No sooner had they pushed me out the triage door than I said, “He’s coming! I need to push!” It was not a conscious decision. It was more like a reflex, I just couldn’t stop it and the pressure was so intense at that point. One push, my water finally broke, and there was my son lying on the gurney with me. I remember seeing the surprise on the nurse’s face who had been at the end of the gurney and the doctor jumping across me to take care of the umbilical cord that had become wrapped around my son’s neck. A few moments later my son was placed on my chest and they continued to take me to a delivery & recovery room to finish everything. From the moment my son was placed in my arms, I noticed nothing else, heard nothing else. I couldn’t tell you how many nurses were there or where my husband had been during all of this. I saw only my second child in all of his perfection. I took in every detail of his tiny body.
My doctor arrived in time to finish everything with the later part of the delivery as I lay there watching the nurses weigh and measure my newborn. At that point I notice my husband watching as well and then smiled when I saw the joy in his eyes as he got to hold him for the first time.
We named him Clark Anthony and at that, all the nurses began calling him superman (after the comic character). We had a lot of fun in choosing Clark’s name. It is fun in two ways:
1. Our older son we named Louis after a family memeber. So even though it is spelled differently, we have two sons, Louis and Clark (like the explorers).
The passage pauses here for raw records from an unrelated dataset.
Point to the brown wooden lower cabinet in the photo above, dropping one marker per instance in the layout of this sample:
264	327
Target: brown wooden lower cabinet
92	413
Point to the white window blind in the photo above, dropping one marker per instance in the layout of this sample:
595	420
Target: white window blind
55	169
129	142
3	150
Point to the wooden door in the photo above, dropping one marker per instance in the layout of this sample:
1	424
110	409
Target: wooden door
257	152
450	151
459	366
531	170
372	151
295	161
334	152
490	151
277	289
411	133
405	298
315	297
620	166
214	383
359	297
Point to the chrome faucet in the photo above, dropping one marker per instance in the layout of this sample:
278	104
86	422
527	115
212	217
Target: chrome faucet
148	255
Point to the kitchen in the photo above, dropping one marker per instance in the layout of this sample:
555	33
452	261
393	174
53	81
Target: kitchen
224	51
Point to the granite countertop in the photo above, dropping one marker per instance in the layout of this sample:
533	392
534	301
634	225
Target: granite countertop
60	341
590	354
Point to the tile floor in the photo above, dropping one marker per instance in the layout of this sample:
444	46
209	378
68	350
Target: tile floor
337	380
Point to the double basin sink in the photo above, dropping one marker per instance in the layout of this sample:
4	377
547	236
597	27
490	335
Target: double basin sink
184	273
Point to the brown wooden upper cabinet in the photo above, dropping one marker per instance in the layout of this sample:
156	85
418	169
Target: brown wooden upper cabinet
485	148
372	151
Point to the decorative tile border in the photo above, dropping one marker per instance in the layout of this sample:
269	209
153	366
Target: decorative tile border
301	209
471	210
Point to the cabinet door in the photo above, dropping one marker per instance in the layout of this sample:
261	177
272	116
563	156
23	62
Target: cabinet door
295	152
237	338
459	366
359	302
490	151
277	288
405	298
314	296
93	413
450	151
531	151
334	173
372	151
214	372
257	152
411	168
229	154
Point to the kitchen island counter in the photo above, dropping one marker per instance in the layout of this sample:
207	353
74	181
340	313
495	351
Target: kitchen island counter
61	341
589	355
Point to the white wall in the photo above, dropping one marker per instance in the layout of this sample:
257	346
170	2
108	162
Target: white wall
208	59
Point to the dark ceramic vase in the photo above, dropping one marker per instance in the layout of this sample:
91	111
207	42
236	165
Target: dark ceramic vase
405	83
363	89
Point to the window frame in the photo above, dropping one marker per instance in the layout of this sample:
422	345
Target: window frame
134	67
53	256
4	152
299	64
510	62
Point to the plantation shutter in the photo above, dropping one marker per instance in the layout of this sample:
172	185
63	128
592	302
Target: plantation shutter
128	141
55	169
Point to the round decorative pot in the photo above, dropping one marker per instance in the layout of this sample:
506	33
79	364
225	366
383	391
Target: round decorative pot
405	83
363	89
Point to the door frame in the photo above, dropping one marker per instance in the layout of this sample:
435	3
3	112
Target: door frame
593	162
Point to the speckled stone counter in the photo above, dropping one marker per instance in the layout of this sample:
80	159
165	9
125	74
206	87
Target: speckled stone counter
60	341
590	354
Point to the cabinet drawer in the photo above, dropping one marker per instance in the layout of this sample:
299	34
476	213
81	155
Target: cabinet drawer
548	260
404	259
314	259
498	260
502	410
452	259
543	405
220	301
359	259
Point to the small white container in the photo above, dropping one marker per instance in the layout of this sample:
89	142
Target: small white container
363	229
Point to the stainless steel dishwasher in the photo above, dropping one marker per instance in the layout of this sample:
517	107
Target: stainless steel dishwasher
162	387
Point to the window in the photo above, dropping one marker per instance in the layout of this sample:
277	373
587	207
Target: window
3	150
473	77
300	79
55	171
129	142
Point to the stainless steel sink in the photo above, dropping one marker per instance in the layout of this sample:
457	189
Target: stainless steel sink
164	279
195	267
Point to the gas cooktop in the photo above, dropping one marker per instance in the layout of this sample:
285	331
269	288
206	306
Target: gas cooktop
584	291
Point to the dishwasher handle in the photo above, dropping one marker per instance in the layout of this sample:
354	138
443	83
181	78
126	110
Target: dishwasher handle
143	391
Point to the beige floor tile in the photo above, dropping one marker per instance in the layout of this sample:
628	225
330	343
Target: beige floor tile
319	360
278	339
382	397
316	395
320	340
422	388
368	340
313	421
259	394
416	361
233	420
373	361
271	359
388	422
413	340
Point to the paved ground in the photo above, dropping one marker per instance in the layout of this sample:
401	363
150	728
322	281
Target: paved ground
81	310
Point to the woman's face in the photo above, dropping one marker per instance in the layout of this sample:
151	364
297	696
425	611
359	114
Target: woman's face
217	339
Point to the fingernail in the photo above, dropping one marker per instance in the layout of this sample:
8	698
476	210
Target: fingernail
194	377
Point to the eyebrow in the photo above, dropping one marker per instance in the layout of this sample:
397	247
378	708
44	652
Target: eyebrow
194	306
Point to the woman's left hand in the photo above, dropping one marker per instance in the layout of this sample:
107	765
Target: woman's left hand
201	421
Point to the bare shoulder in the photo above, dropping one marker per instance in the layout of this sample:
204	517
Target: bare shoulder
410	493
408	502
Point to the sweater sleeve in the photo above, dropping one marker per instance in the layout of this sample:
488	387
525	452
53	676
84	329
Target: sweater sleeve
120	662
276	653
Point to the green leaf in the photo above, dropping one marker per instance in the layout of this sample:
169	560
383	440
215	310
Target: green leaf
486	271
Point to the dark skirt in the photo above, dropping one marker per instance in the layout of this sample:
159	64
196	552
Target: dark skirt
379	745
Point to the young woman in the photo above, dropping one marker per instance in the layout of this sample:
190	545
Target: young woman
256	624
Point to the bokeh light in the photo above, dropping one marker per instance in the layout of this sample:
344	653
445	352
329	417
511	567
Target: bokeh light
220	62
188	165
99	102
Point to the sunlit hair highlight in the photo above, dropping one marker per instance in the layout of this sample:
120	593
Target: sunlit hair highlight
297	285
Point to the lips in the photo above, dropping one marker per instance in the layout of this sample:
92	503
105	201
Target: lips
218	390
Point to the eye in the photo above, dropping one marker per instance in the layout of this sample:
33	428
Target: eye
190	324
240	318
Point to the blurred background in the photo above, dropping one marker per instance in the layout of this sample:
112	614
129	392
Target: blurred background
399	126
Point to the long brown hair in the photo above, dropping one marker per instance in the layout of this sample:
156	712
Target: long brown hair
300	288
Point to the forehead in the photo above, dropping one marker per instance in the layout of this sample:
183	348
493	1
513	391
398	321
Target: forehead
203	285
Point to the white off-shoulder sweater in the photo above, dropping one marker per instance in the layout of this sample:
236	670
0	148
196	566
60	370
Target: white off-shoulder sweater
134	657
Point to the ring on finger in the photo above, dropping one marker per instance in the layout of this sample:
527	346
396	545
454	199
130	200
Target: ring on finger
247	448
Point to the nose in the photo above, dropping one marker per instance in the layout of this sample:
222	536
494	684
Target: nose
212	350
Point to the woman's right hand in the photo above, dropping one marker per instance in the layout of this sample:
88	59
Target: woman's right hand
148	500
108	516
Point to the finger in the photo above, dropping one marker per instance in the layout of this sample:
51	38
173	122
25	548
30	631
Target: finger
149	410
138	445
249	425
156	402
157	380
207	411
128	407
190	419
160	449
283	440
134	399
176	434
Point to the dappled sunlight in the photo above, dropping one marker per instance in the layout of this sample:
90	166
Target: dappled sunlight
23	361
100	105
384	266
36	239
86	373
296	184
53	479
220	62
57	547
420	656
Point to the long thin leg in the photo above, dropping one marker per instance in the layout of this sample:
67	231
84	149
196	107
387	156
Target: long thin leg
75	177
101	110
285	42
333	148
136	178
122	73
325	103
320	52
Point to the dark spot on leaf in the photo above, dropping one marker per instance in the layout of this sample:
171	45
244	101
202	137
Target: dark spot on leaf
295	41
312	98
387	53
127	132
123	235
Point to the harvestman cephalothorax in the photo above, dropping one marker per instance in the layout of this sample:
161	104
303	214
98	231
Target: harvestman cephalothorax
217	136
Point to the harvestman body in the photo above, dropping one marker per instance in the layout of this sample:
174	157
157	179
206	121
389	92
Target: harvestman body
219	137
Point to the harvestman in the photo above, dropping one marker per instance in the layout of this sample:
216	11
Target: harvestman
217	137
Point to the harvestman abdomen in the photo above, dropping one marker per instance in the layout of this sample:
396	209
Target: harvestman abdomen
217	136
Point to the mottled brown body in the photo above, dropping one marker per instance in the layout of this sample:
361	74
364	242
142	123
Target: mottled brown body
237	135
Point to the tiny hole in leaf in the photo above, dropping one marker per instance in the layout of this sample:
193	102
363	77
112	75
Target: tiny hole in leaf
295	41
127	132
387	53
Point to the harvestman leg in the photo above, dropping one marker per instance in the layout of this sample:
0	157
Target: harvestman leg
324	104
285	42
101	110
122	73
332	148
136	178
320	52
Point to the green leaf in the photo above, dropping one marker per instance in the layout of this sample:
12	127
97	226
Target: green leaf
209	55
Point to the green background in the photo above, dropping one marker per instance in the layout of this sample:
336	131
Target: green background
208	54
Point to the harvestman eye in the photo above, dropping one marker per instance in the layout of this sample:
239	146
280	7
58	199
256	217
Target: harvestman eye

2. My husband is a big comic fan so Clark was named after several superheroes. Clark – Clark Kent aka Superman; Anthony – Tony Stark aka Ironman; and his initials are CAP which is short for Captain America.
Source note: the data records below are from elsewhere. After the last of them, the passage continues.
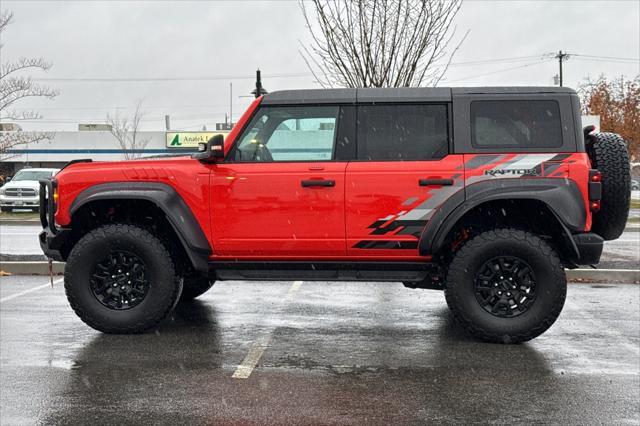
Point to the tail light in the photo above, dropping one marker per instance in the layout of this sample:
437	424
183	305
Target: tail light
595	190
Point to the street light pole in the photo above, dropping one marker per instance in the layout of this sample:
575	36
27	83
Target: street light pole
561	57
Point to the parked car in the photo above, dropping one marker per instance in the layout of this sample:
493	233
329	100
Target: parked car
485	193
22	190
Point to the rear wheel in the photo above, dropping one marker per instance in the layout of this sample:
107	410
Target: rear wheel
608	154
121	279
506	286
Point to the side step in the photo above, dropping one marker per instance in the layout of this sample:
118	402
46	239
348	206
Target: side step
323	271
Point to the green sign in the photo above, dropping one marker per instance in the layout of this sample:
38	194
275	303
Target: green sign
189	139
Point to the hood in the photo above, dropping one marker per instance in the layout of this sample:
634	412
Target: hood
34	184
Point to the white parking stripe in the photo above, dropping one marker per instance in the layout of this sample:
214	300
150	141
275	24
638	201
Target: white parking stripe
31	290
244	370
622	340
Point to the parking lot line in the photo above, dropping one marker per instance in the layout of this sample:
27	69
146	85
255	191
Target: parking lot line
31	290
620	338
244	370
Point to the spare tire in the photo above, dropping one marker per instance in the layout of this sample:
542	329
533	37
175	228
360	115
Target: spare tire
608	154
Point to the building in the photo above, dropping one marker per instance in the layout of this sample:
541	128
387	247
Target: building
98	144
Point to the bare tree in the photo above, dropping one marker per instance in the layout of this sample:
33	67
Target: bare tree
379	43
15	86
126	132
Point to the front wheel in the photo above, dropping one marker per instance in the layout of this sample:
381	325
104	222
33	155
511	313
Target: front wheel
506	286
121	279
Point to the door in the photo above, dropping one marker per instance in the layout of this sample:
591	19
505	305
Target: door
403	173
280	193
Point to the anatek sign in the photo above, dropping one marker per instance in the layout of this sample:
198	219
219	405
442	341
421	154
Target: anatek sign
189	139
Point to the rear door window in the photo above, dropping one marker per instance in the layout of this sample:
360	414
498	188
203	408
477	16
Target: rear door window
516	124
402	132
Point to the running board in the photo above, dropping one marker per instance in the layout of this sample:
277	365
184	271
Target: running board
323	271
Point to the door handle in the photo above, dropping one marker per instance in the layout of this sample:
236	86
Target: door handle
434	182
318	182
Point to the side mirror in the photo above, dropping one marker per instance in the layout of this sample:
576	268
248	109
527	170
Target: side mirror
211	151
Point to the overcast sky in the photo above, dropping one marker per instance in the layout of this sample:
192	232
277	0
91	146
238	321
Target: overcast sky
228	40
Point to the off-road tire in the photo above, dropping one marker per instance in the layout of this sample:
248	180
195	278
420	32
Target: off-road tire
164	289
608	154
550	281
194	286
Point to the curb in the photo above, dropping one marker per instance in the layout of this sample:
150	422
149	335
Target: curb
31	268
600	275
605	275
20	222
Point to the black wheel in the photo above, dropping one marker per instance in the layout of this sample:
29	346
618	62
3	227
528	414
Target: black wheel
121	279
608	154
194	286
506	286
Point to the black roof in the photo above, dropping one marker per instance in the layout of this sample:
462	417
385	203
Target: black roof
407	94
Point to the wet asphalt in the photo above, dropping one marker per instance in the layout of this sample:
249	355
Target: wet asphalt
324	353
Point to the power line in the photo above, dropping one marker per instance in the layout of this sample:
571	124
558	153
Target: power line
246	77
159	79
499	71
614	58
561	57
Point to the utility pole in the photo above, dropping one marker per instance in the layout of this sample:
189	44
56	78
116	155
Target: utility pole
561	57
259	90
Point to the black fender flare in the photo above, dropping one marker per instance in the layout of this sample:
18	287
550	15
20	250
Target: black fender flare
561	196
184	223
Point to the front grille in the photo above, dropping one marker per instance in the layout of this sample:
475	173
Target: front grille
20	192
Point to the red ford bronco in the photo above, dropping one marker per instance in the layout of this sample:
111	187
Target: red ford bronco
486	193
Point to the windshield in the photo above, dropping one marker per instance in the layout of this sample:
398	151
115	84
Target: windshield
32	175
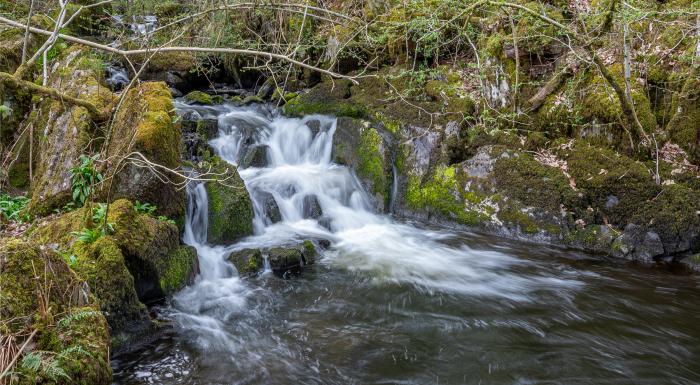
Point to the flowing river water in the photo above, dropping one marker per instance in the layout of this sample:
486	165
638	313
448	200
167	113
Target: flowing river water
394	302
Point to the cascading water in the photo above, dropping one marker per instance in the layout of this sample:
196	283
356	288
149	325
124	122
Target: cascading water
389	302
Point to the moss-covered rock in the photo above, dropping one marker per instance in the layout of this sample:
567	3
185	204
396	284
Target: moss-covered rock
146	124
62	134
230	208
40	292
367	150
199	97
247	261
141	260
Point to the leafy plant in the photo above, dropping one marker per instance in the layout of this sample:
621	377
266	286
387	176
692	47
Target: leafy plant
88	235
70	259
166	219
145	208
14	208
83	178
38	362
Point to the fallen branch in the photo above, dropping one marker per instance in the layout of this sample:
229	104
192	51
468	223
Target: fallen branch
136	52
13	82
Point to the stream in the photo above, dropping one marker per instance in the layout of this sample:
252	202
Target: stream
395	302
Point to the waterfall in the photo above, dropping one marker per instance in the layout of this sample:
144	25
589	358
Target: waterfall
298	193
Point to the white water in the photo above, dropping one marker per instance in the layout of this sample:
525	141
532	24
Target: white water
363	242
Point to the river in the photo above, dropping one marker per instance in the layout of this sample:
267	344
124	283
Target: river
395	302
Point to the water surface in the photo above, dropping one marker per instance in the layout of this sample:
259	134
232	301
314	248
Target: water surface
392	302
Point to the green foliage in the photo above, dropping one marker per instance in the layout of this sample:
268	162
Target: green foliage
43	363
166	219
77	316
88	235
144	208
83	178
14	208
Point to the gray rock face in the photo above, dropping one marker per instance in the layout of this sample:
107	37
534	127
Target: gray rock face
247	261
291	260
270	207
284	261
315	126
255	156
311	207
637	244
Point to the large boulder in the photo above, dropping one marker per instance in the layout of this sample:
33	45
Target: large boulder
230	208
145	124
139	262
63	132
283	260
367	150
40	293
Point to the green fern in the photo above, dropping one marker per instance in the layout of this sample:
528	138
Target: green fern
77	316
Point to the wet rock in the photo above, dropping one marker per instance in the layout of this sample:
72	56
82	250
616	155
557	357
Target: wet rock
311	209
270	207
291	260
230	207
247	261
315	127
145	123
325	222
255	156
366	150
637	244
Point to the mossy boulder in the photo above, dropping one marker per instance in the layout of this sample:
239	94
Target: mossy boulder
104	267
247	261
141	261
40	292
63	133
146	124
230	207
199	97
367	150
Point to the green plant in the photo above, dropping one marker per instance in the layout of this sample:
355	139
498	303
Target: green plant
88	235
83	178
166	219
145	208
70	259
14	208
All in all, it was quite a different experience from my first delivery. I recovered much quicker this time as well. The past several weeks have been challenging. I’ve been home alone with my toddler and my newborn and had quite the battle with Post Partum Depression, which in and of itself is a topic for a different post. I will admit though, I am not looking forward to returning to work on April 1st. I had wanted to take eight weeks maternity leave, but after being forced to resign from my teaching position because I didn’t qualify for FMLA (also a topic for another post) I have had to cut my time with my baby short and return to employment at just six weeks post partum. In all honesty, I don’t want to work at all. I just want to stay home with my little ones. I try to remind myself that six weeks after I return to work, summer break starts. So I just have to make it through six weeks.